Who doesn't love a quesadilla? And if made with the right blend of ingredients, you can get loads of veggies in your dish and still enjoy that classic quesadilla flavor.
You'll start off by drizzling half a teaspoon of olive oil into a heated frying pan. Add a third cup of diced yellow bell peppers, a quarter cup of diced white onion, one minced garlic clove and one cup of chopped baby spinach. Cook until veggies are tender, then add in 4 chopped up slices or lean chicken deli meat or half a cup of chopped chicken breast. Cook until the meat is warm, remove from heat and set aside.
With a spoon, spread out one quarter of a small avocado on half of a small whole wheat tortilla. Do this, and the next steps, on two tortilla.
On top of the avocado, add chicken and meat mixture. Top with one tablespoon of salsa (I used my Fresh Homemade Salsa) and a quarter cup of shredded light cheddar cheese.
On top of the avocado, add chicken and meat mixture.
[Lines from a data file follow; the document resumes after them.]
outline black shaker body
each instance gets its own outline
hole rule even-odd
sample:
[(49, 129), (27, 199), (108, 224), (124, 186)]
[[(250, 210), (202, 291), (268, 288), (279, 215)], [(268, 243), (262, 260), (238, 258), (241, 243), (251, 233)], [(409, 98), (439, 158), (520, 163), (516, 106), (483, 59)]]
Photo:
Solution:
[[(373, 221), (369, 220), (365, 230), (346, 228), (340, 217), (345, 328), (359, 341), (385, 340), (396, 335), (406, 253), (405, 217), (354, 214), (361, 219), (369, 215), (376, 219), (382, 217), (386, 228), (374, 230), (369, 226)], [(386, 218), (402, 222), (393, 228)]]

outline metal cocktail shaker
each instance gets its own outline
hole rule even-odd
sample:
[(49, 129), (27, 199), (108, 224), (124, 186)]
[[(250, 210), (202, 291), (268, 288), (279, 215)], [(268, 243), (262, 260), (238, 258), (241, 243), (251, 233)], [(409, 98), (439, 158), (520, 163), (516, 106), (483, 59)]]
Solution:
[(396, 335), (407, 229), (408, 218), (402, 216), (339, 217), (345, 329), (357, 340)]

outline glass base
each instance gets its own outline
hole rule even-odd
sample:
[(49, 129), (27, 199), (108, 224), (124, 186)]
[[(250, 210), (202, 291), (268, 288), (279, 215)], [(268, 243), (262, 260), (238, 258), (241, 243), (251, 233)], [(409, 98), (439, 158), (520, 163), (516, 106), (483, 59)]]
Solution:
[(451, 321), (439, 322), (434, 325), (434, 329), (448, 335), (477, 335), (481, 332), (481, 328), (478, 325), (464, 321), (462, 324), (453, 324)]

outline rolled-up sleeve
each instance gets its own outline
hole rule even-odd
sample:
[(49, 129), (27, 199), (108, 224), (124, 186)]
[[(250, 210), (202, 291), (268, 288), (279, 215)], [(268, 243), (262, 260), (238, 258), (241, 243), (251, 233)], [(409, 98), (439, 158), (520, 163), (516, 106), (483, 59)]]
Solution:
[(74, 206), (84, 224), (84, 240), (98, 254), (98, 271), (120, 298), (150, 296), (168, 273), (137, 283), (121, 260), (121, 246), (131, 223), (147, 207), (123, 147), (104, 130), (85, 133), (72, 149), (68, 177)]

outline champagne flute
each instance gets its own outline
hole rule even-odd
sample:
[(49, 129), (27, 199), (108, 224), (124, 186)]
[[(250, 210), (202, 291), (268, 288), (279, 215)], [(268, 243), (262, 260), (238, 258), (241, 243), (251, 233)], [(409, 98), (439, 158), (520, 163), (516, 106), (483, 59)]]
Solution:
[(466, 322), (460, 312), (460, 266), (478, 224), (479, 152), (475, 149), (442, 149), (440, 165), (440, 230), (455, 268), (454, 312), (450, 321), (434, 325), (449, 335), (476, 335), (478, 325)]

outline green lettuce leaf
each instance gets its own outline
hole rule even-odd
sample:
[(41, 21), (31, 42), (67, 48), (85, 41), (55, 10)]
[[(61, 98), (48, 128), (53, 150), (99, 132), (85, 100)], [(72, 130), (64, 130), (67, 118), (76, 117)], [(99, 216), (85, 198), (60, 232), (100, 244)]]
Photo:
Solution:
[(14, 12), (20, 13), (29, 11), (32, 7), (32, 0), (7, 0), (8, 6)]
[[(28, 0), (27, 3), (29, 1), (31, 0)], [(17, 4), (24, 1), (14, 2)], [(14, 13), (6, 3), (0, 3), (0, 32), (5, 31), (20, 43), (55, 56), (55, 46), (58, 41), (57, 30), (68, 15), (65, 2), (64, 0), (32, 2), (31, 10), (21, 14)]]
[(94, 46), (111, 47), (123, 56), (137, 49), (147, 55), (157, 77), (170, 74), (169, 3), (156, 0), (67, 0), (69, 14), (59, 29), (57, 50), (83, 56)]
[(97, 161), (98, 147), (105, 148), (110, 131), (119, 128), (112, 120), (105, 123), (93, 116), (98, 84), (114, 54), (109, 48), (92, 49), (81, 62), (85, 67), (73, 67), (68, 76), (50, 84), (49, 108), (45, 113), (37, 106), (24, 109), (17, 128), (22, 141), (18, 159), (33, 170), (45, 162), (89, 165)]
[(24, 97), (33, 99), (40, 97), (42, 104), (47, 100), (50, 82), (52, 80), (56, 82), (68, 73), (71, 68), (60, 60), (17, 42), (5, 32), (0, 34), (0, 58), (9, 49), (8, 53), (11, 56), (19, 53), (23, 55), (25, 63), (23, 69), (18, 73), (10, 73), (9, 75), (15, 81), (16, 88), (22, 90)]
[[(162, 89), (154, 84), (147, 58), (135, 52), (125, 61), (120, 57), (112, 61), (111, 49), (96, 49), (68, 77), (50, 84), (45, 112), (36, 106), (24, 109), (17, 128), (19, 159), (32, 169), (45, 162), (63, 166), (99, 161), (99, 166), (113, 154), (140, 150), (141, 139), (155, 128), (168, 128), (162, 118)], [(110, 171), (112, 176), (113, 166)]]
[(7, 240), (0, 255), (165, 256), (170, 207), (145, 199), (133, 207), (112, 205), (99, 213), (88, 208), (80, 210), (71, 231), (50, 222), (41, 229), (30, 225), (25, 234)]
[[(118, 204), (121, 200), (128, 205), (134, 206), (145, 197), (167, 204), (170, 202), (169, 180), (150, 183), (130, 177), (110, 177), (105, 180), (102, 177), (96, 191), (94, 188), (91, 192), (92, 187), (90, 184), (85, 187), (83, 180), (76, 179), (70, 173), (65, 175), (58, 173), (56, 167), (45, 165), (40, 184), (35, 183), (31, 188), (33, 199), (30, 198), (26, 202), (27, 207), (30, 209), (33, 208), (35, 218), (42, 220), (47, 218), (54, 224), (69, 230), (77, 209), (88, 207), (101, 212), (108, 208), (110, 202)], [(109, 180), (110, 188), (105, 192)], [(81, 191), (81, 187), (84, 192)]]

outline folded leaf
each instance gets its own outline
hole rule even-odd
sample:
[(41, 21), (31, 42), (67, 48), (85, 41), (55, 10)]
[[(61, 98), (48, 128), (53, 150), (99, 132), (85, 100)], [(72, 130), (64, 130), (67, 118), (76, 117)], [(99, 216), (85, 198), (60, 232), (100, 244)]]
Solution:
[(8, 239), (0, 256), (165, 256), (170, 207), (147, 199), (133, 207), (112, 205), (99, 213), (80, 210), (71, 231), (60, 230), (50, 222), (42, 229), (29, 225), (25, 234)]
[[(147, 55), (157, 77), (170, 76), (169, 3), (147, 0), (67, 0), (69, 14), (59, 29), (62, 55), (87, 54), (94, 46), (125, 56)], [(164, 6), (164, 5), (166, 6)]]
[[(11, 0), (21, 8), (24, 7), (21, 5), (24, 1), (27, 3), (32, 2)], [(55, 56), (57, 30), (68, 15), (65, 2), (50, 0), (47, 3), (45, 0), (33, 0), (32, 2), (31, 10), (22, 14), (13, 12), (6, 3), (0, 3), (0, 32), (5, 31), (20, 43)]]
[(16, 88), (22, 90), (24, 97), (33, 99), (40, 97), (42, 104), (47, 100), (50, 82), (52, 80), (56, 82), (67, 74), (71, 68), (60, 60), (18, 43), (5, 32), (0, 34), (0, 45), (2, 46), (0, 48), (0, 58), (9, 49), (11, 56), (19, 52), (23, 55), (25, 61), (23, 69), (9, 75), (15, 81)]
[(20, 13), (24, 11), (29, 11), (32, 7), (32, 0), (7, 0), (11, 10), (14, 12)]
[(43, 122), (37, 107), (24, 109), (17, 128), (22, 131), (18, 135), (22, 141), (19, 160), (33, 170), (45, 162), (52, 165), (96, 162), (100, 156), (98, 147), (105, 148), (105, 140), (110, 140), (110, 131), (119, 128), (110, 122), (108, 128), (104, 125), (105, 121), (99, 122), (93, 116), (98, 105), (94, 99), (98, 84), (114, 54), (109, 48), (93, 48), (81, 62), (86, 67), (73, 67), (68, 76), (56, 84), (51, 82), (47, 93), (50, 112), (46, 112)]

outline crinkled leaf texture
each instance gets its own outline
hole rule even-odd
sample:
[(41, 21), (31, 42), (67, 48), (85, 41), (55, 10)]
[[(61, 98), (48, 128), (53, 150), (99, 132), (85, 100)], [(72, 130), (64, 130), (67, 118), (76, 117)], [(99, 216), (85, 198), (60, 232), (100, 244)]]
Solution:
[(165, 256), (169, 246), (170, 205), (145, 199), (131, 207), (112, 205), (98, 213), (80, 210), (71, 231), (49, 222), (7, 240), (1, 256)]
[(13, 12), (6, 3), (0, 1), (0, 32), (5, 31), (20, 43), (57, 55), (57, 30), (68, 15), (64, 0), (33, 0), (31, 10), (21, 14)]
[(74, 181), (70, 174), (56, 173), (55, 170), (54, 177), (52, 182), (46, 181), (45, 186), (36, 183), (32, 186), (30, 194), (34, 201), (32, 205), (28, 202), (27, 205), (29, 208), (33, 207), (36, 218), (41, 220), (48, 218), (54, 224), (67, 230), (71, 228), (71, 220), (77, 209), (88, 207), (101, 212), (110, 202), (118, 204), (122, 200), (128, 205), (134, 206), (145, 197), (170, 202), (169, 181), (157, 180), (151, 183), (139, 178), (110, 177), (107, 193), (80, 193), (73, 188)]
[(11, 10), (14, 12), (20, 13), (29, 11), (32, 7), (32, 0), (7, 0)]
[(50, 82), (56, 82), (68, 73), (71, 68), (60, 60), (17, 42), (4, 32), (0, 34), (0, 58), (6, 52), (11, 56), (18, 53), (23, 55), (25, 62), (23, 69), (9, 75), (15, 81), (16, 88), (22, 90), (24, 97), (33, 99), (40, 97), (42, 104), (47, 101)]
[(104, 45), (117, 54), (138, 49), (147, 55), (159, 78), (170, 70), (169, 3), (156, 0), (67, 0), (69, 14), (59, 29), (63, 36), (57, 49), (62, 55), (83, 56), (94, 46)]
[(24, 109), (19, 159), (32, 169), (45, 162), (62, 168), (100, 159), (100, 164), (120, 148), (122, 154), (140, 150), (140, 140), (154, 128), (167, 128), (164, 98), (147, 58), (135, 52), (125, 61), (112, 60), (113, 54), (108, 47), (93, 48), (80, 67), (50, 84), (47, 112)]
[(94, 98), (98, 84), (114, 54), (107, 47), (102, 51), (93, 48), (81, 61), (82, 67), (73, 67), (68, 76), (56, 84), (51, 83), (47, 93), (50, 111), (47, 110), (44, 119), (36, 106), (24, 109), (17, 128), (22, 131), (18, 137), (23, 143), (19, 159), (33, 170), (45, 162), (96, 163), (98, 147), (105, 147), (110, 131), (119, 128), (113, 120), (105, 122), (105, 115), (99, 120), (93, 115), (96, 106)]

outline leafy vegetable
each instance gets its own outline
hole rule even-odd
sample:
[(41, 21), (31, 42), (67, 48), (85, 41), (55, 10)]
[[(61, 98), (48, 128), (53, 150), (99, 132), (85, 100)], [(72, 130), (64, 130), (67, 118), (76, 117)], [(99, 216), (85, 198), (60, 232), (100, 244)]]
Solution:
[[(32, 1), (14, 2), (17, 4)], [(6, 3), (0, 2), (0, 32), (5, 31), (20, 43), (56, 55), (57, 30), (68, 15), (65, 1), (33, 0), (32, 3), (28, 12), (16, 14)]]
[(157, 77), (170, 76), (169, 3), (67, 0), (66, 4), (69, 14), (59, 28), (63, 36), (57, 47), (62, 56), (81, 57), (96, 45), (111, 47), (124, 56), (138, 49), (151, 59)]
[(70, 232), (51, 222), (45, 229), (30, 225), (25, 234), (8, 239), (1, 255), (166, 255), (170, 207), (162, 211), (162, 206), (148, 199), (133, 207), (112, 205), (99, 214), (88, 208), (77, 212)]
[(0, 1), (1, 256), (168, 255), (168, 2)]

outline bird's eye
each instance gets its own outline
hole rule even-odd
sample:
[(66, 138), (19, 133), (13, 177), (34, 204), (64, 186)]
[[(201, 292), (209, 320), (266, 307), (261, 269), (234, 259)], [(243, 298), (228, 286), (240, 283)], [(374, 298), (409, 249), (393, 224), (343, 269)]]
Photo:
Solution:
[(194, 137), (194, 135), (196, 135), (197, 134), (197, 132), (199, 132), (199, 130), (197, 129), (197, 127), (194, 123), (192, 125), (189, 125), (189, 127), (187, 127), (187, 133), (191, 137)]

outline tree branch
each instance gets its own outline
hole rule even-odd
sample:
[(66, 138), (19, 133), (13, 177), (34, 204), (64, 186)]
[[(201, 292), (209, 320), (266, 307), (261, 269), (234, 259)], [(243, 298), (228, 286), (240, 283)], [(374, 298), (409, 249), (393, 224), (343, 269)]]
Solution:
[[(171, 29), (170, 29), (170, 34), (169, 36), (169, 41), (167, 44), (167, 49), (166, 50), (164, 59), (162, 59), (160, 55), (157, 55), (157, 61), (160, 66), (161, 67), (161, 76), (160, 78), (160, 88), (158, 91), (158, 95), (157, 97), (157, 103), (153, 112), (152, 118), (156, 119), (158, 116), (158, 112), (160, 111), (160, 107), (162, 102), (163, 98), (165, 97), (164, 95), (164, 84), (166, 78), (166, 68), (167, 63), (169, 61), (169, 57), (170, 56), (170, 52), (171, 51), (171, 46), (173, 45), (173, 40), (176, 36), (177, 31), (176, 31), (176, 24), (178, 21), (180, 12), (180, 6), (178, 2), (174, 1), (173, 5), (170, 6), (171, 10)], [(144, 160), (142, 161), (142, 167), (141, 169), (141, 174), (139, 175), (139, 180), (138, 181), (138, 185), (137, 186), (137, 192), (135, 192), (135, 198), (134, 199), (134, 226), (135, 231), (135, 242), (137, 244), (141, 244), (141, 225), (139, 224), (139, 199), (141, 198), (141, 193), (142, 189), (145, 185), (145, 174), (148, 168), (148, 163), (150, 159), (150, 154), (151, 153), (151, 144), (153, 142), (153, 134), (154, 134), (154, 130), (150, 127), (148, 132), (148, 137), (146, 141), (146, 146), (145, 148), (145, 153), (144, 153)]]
Top with one tablespoon of salsa (I used my Fresh Homemade Salsa) and a quarter cup of shredded light cheddar cheese.
Healthy Chicken & Veggie Quesadilla
Makes 2 servings
Ingredients:
1/3 cup Yellow bell pepper, diced
1/4 cup White onion, diced
1 Garlic clove, minced
1 cup Baby spinach, chopped
1/2 tsp Extra virgin olive oil
4 slices of Lean chicken deli meat, diced, or 1/2 cup of chopped chicken breast
Sea salt & freshly ground pepper to taste
1/2 Small avocado
2 tbsp Salsa (I used my Fresh Homemade Salsa)
1/4 cup light cheddar cheese, shredded
2 Small whole wheat tortillas
Instructions:
- Drizzle olive oil into a heated frying pan. Add yellow bell pepper, white onion, garlic and spinach. Cook until veggies are tender.
- Add in chicken and cook for a few minutes until until it's warm. Add sea salt and freshly ground pepper to taste.
- Spread avocado onto half of tortillas (1/4 avocado per tortilla).
- Add turkey and veggie mixture to tortillas. Top with salsa and cheese.
- Fold tortillas in half and fry in a frying pan until each side has browned or place in a George Forman Grill for 5 minutes.
- Slice in half and serve.
Makes 2 servings. Each serving is approximately 310 calories.